Fomos visitar os quilombolas
do Paiol de Telha.
Que gente guerreira
do meu Paraná!
Quilombo desconhecido,
quilombolas quase ou nada reconhecidos
Na verdade, gente que mora na invisibilidade.
Mas lutaram pelos seus direitos,
pela lei, exigiram respeito.
Quilombolas foram assentados,
seus direitos foram resgatados.
Quilombolas do Paiol de Telha,
viva, viva essa gente guerreira!
Quilombolas, essa gente atenta
que o  Brasil representa:
representa a gente guerreira
da Nação brasileira e do meu Paraná!...

(Quilombo Paiol de Telha, poema inédito de Luiz Carlos Flávio)

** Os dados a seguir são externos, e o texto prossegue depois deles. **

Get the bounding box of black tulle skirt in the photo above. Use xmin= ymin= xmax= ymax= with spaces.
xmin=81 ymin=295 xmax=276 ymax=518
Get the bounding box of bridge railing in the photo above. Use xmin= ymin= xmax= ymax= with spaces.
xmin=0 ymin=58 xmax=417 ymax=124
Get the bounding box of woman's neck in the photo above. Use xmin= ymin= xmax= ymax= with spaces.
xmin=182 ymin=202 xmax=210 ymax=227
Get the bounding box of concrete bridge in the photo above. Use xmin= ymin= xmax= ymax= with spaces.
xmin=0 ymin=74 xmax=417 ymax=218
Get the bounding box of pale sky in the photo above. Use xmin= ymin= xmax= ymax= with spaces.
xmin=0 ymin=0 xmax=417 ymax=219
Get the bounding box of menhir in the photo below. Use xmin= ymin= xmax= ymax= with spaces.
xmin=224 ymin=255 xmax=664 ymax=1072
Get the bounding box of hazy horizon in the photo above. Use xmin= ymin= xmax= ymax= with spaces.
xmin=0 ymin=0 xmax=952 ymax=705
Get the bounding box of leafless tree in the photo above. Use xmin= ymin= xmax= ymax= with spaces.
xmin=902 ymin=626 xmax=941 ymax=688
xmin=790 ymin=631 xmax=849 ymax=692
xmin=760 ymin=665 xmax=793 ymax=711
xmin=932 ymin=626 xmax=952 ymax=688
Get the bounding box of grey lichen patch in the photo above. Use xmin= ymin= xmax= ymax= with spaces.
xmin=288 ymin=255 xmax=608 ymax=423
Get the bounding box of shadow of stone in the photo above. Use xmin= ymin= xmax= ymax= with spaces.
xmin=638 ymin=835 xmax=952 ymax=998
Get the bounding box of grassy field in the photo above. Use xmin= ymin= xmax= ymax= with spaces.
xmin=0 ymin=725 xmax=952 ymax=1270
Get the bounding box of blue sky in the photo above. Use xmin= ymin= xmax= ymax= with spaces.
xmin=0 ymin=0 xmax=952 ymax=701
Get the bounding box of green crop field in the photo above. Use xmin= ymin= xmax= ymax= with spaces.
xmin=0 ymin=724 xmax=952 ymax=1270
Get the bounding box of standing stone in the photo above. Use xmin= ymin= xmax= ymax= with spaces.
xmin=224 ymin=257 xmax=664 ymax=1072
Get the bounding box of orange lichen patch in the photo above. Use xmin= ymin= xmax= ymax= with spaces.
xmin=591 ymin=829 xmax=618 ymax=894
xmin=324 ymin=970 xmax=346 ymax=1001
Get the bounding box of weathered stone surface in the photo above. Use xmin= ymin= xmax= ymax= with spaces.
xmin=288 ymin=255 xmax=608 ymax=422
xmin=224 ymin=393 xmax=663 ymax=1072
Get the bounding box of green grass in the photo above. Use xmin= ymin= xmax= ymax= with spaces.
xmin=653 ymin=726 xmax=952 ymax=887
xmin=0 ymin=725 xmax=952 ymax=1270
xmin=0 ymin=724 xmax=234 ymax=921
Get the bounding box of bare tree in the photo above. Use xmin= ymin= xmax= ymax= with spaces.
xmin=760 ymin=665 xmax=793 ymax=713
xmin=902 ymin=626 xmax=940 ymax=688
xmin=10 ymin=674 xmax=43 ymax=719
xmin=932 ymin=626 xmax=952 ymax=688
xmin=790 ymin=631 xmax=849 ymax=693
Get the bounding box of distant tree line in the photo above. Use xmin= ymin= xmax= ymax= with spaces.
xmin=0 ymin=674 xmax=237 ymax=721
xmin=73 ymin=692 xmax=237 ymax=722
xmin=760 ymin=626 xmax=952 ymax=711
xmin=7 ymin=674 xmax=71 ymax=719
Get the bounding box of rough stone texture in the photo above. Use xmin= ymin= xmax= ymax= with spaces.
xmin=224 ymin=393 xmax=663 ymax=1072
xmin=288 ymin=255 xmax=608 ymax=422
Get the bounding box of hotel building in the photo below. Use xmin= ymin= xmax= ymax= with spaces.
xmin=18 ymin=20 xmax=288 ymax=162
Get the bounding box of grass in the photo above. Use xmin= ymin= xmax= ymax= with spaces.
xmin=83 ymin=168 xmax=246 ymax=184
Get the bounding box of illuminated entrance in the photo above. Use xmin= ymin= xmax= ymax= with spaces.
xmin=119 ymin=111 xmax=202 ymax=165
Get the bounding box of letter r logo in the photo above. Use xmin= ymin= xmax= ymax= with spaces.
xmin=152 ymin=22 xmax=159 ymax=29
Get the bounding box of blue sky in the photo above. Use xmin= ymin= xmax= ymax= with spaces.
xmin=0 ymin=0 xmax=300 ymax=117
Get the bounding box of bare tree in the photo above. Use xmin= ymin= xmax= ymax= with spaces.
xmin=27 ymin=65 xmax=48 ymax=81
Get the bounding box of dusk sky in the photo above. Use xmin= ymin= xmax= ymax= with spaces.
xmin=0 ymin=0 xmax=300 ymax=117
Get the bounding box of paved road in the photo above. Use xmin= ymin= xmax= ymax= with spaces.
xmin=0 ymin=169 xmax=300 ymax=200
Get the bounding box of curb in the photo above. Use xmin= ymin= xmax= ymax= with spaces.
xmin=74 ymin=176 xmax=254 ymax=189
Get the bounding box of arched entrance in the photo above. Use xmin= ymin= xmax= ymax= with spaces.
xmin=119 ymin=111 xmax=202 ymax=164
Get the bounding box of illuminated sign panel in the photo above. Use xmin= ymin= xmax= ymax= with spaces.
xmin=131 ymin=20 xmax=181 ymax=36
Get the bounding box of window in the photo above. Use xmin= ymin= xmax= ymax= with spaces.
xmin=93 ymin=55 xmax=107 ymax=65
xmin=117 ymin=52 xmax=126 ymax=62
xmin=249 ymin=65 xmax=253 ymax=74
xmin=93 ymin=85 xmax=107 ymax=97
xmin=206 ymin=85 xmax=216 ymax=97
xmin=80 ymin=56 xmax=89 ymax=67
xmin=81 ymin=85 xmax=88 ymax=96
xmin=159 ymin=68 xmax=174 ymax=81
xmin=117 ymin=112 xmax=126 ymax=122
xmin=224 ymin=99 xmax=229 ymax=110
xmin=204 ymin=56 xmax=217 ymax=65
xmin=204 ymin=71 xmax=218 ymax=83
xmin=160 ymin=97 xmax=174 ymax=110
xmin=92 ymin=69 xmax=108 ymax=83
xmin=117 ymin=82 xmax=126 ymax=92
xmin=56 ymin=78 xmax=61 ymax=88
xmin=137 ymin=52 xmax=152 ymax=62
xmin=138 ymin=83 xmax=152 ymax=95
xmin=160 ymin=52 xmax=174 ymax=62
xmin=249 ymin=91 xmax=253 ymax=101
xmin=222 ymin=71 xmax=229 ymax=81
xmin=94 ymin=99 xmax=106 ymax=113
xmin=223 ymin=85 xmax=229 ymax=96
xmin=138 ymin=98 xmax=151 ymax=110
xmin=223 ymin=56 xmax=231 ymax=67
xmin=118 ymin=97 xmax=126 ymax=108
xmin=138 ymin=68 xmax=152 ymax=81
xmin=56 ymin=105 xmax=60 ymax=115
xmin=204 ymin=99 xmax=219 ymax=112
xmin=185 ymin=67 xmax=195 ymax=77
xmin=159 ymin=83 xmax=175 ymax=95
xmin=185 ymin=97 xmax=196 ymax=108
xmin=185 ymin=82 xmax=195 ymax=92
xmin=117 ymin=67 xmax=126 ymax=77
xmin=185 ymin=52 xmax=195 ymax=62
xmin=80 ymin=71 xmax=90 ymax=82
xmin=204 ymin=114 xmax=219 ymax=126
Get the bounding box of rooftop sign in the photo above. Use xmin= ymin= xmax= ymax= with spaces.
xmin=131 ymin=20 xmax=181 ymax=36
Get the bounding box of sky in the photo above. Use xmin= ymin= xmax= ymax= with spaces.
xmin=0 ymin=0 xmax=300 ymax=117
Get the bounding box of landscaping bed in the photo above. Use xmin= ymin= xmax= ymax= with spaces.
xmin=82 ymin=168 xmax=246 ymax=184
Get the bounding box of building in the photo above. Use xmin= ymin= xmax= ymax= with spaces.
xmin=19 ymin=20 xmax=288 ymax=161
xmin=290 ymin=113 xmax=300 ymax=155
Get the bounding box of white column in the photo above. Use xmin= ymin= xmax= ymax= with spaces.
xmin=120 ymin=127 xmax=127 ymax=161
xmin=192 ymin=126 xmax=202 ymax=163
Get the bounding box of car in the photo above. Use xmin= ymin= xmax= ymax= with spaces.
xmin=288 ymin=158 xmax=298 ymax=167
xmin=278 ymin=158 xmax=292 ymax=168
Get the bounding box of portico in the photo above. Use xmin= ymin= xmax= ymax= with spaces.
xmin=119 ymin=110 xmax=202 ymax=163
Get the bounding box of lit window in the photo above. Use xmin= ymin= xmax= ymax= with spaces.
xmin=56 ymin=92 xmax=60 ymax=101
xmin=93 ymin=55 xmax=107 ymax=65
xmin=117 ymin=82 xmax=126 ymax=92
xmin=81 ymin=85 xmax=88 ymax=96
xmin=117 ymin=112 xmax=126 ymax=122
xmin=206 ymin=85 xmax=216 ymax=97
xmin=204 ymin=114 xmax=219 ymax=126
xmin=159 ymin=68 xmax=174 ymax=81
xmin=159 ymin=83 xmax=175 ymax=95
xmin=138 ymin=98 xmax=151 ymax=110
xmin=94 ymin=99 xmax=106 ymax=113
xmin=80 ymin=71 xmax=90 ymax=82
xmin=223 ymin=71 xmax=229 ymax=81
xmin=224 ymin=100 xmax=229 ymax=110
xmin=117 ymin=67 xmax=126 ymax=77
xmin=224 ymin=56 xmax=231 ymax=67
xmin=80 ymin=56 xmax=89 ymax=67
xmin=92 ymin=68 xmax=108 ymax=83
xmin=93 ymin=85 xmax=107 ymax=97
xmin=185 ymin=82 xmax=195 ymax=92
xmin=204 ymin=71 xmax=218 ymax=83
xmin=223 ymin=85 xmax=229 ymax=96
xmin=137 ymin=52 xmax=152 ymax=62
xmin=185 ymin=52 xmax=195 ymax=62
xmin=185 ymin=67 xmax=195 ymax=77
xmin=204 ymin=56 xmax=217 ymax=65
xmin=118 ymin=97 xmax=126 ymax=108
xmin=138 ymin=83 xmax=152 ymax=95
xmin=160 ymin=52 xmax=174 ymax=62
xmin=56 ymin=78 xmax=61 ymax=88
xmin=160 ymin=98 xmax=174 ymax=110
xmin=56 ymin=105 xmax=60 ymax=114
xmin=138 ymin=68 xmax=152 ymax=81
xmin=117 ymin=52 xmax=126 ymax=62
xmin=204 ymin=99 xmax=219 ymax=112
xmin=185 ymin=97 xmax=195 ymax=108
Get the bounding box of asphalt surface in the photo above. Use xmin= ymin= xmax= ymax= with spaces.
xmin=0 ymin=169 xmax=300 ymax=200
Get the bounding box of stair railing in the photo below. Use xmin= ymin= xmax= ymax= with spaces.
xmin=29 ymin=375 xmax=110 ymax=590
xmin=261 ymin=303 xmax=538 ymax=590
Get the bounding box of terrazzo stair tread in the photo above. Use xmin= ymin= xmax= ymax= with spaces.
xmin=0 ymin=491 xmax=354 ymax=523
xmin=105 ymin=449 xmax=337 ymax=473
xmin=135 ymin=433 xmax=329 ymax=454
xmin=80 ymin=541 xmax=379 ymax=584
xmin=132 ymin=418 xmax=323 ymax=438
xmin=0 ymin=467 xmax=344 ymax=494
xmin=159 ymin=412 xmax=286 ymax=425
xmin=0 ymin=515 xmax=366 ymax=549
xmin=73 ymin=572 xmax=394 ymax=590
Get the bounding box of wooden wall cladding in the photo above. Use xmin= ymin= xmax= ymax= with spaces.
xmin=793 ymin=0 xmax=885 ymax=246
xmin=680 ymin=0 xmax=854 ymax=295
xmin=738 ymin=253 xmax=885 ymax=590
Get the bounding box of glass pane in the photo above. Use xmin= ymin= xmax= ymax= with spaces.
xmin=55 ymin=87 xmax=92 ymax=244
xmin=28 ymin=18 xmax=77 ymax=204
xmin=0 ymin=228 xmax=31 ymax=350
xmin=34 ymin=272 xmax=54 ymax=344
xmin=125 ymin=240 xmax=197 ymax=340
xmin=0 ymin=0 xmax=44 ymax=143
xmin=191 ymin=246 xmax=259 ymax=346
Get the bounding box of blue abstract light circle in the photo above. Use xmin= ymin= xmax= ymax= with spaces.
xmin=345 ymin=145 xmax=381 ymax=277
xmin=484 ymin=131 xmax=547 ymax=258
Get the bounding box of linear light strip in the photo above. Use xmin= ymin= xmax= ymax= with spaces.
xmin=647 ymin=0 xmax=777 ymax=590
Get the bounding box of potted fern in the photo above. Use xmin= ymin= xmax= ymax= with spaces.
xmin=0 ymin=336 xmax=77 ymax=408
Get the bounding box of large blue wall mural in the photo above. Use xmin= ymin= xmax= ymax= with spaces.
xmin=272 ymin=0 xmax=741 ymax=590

No dia 10 de setembro deste ano de 2016 visitamos o Quilombo Paiol de Telha - Fundão situado em Reserva do Iguaçu/PR, a cerca de 100 km de Guarapuava, no Centro-Sul do Paraná. Trata-se de um trabalho de campo que envolveu as turmas de Geografia Agrária do cursos de bacharelado e licenciatura em Geografia, da Universidade Estadual do Oeste do Paraná (Unioeste) de Francisco Beltrão. É o segundo ano consecutivo que levamos os acadêmicos da geografia para visitar este território quilombola.
O principal objetivo de nossa visita foi possibilitar aos formandos em geografia uma visão ampla da questão quilombola no Brasil como um todo. Como sabemos, os quilombos são a marca mais evidente da luta das comunidades negras, de um período que abrange tanto antes o quanto o depois da abolição da escravidão. Os territórios quilombolas são a marca da luta pela conquista e defesa dos territórios de negros e seus descendentes. Uma luta que busca, como afirma Simone Resende da Silva, resgatar “a memória como forma de reinvenção da identidade e territorialidade negra” do país (SILVA, s/d, p. 1).
A luta dos quilombolas em nível de Brasil avançou em ganhos políticos, ao longo de 10 a 15 anos, face a muitas conquistas concretizadas pelas demarcações de terras de diversas comunidades, pelo governo brasileiro. Conforme dados oficiais recentes, aproximadamente 28 mil famílias quilombolas foram contempladas com a regularização de seus territórios, entre os anos de 2005 e 2015 (REGULARIZAÇÃO DE TERRITÓRIOS QUILOMBOLAS, 2016).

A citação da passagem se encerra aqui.